Stories of strangers going door to door in Brocklehurst asking for money prompted the creation of an online neighbourhood watch that is about to leap from the computer screen to the streets.
Administrator Elly Grabner said Brock Neighbourhood Watch garnered more interested than she imagined, with the Facebook group adding 200 members within 24 hours.
Plans are now in motion to go old school, with members hitting the pavement to be the eyes and ears of police and each other, Grabner told The Daily News.
“It’s certainly taken off a lot faster than I thought it would,” she said Wednesday.
Brock Neighbourhood Watch formed on the night of Aug. 8 after Grabner heard several stories from residents about a stranger knocking on doors in the area of Newton and Stardust streets near Parkcrest Avenue.
Several people have told the same story, she said.

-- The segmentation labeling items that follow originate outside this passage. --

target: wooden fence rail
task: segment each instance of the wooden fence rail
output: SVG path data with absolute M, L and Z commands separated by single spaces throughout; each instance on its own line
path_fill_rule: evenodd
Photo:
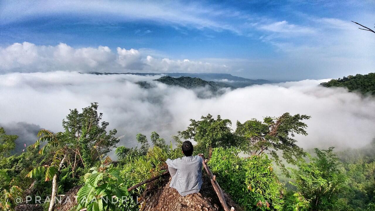
M 221 206 L 223 207 L 223 209 L 225 211 L 234 211 L 234 207 L 232 207 L 230 209 L 228 205 L 226 205 L 226 202 L 225 201 L 225 198 L 224 196 L 224 194 L 223 193 L 223 190 L 221 190 L 220 185 L 219 185 L 219 184 L 216 181 L 216 176 L 213 175 L 210 169 L 210 167 L 208 167 L 208 165 L 207 165 L 207 160 L 204 159 L 204 157 L 202 155 L 200 155 L 199 156 L 202 158 L 203 160 L 202 163 L 203 165 L 203 168 L 206 170 L 206 172 L 207 172 L 207 174 L 208 175 L 208 177 L 210 178 L 211 184 L 212 185 L 215 192 L 216 192 L 216 195 L 218 195 L 218 197 L 219 198 L 219 200 L 220 201 L 220 203 L 221 204 Z
M 220 201 L 220 203 L 221 204 L 221 206 L 223 207 L 223 209 L 224 209 L 224 211 L 234 211 L 234 208 L 232 207 L 231 209 L 230 209 L 228 207 L 228 205 L 226 205 L 226 202 L 225 201 L 225 198 L 224 196 L 224 194 L 223 193 L 223 190 L 220 188 L 220 186 L 219 185 L 218 183 L 218 182 L 216 181 L 216 176 L 213 175 L 212 172 L 211 171 L 210 169 L 210 167 L 208 167 L 208 165 L 207 165 L 207 160 L 204 159 L 204 157 L 202 155 L 200 155 L 199 156 L 202 158 L 202 164 L 203 166 L 203 168 L 206 170 L 206 172 L 207 172 L 207 174 L 208 176 L 208 177 L 210 178 L 210 180 L 211 181 L 211 185 L 212 185 L 212 187 L 213 187 L 214 190 L 215 191 L 215 192 L 216 193 L 216 195 L 218 195 L 218 197 L 219 198 L 219 200 Z M 159 175 L 158 175 L 156 176 L 154 176 L 152 178 L 149 179 L 147 180 L 146 180 L 142 182 L 140 182 L 136 184 L 134 186 L 130 187 L 130 188 L 128 188 L 128 191 L 130 191 L 131 190 L 132 190 L 138 187 L 141 186 L 142 185 L 150 182 L 152 182 L 154 180 L 155 180 L 161 176 L 164 176 L 165 175 L 167 175 L 169 173 L 169 171 L 167 170 L 165 172 Z M 112 196 L 113 197 L 116 197 L 115 196 Z M 87 209 L 86 208 L 82 209 L 80 209 L 80 211 L 86 211 Z

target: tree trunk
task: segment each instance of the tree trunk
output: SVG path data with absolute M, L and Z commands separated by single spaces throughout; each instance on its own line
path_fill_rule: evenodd
M 48 211 L 53 211 L 55 210 L 55 201 L 56 194 L 57 193 L 57 181 L 58 180 L 58 175 L 67 155 L 68 154 L 66 153 L 64 155 L 64 158 L 61 160 L 60 164 L 58 166 L 58 173 L 55 174 L 53 176 L 53 179 L 52 180 L 52 193 L 51 194 L 51 202 L 50 202 L 50 207 L 48 207 Z

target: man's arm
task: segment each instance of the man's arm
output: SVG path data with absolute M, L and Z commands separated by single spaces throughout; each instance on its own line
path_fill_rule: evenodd
M 169 158 L 167 159 L 165 163 L 166 163 L 167 165 L 168 165 L 168 167 L 171 167 L 174 169 L 177 169 L 177 159 L 175 159 L 174 160 L 171 160 Z

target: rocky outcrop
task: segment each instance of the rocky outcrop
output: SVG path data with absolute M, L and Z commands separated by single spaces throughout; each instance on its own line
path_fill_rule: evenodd
M 65 195 L 61 200 L 61 203 L 56 205 L 56 211 L 69 211 L 77 206 L 76 196 L 80 188 L 82 185 L 77 185 L 65 193 Z
M 199 193 L 182 196 L 173 188 L 170 187 L 170 178 L 148 185 L 144 195 L 144 200 L 140 211 L 217 211 L 222 210 L 220 201 L 211 183 L 203 177 L 203 184 Z M 229 200 L 232 202 L 231 200 Z M 241 210 L 237 206 L 230 205 L 236 210 Z
M 21 204 L 15 208 L 16 211 L 43 211 L 41 204 Z

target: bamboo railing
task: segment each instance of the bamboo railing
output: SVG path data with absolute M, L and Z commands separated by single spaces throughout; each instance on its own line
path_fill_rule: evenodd
M 208 177 L 210 178 L 210 180 L 211 181 L 211 185 L 212 185 L 212 187 L 213 188 L 214 190 L 215 191 L 215 192 L 216 193 L 216 195 L 218 195 L 218 197 L 219 198 L 219 200 L 220 201 L 220 203 L 221 204 L 221 206 L 223 207 L 223 209 L 224 209 L 224 211 L 234 211 L 234 207 L 232 207 L 230 209 L 228 207 L 228 205 L 226 205 L 226 202 L 225 201 L 225 198 L 224 196 L 224 194 L 223 193 L 223 190 L 221 189 L 221 188 L 220 188 L 220 186 L 219 185 L 219 184 L 218 183 L 218 182 L 216 181 L 216 176 L 213 175 L 212 172 L 210 169 L 210 167 L 208 167 L 208 165 L 207 165 L 207 160 L 205 159 L 204 157 L 202 155 L 200 154 L 199 156 L 202 158 L 202 163 L 203 168 L 206 170 L 206 172 L 207 173 L 207 174 L 208 175 Z M 144 184 L 148 183 L 150 182 L 152 182 L 152 181 L 159 178 L 161 176 L 166 175 L 169 173 L 169 171 L 167 170 L 166 171 L 162 173 L 162 174 L 160 175 L 154 176 L 147 179 L 147 180 L 146 180 L 142 182 L 140 182 L 133 186 L 130 187 L 130 188 L 128 188 L 128 191 L 130 191 L 138 187 L 141 186 Z M 114 196 L 112 197 L 115 197 L 116 196 Z M 87 210 L 87 209 L 85 208 L 80 210 L 80 211 L 86 211 Z

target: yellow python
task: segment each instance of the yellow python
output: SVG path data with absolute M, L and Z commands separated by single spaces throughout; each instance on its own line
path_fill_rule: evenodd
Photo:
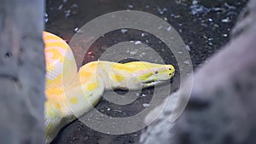
M 61 37 L 44 32 L 46 59 L 44 121 L 46 143 L 50 143 L 60 130 L 88 112 L 108 89 L 148 88 L 174 76 L 172 65 L 143 61 L 125 64 L 93 61 L 77 72 L 69 46 Z

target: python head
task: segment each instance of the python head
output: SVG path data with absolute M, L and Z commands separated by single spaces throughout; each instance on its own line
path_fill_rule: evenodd
M 161 65 L 143 61 L 129 62 L 133 67 L 131 79 L 128 81 L 129 89 L 136 89 L 139 85 L 143 89 L 162 84 L 172 78 L 175 68 L 172 65 Z

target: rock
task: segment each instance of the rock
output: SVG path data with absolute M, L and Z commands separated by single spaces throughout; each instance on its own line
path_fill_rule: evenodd
M 156 107 L 165 109 L 142 134 L 142 143 L 256 141 L 256 1 L 247 8 L 247 16 L 233 30 L 230 43 L 195 73 L 191 96 L 182 116 L 176 120 L 175 115 L 179 115 L 178 107 L 173 107 L 177 92 L 169 96 L 166 106 Z M 182 97 L 179 104 L 187 97 Z M 147 124 L 155 117 L 154 112 L 147 116 Z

Between noon and 2 p.m. a man in his early 20s knocks on a door and asks whoever answers for $20 so his friend can get to the airport.
His description varies from storyteller to storyteller, but the male is always Caucasian and wears either a hoodie or baseball cap, said Grabner.
She said a report was made to the RCMP, who believe the male or males could be casing homes for a potential break-in.
“Otherwise it’s just a weird thing? Who does that?” asked Grabner.
The story about the man asking for money in Brocklehurst made her want to keep her neighbours informed, she said.
Now there’s an interest in taking things to the next level, with several members wanting to launch patrols around the neighbourhood.
“Just to be a presence in the neighbourhood.”
She’s spoken with Sandro Piroddi, crime prevention co-ordinator for the City, who thinks the group and patrols are a great idea.
He intends to set up a meeting between group members, the City and RCMP to offer tips and advice to make the watch a success, said Piroddi.
“It’s a great thing and I’m hoping that we can build on this,” he said. “Our philosophy is that communities have to take ownership of their areas to protect themselves.”
The City operates Citizens on Patrol in co-operation with the RCMP. He said volunteers take intelligence provided by the police and act as their eyes and ears, usually on Friday and Saturday nights.
At one time there was the North Shore Safety Patrol, which consisted of residents who kept an eye out for trouble. Piroddi said the group has since disbanded.
RCMP Cpl. Cheryl Bush agrees that Brock Neighbourhood Watch is a great idea as long as people stick to observing and reporting. She pointed out the group isn’t sanctioned by the police.
There was a time when groups like this were common and neighbours looked out for each other, she said.
“It’s getting back to good old-fashioned neighbourhood roots,” said Bush. “I think we’ve gotten away from that.”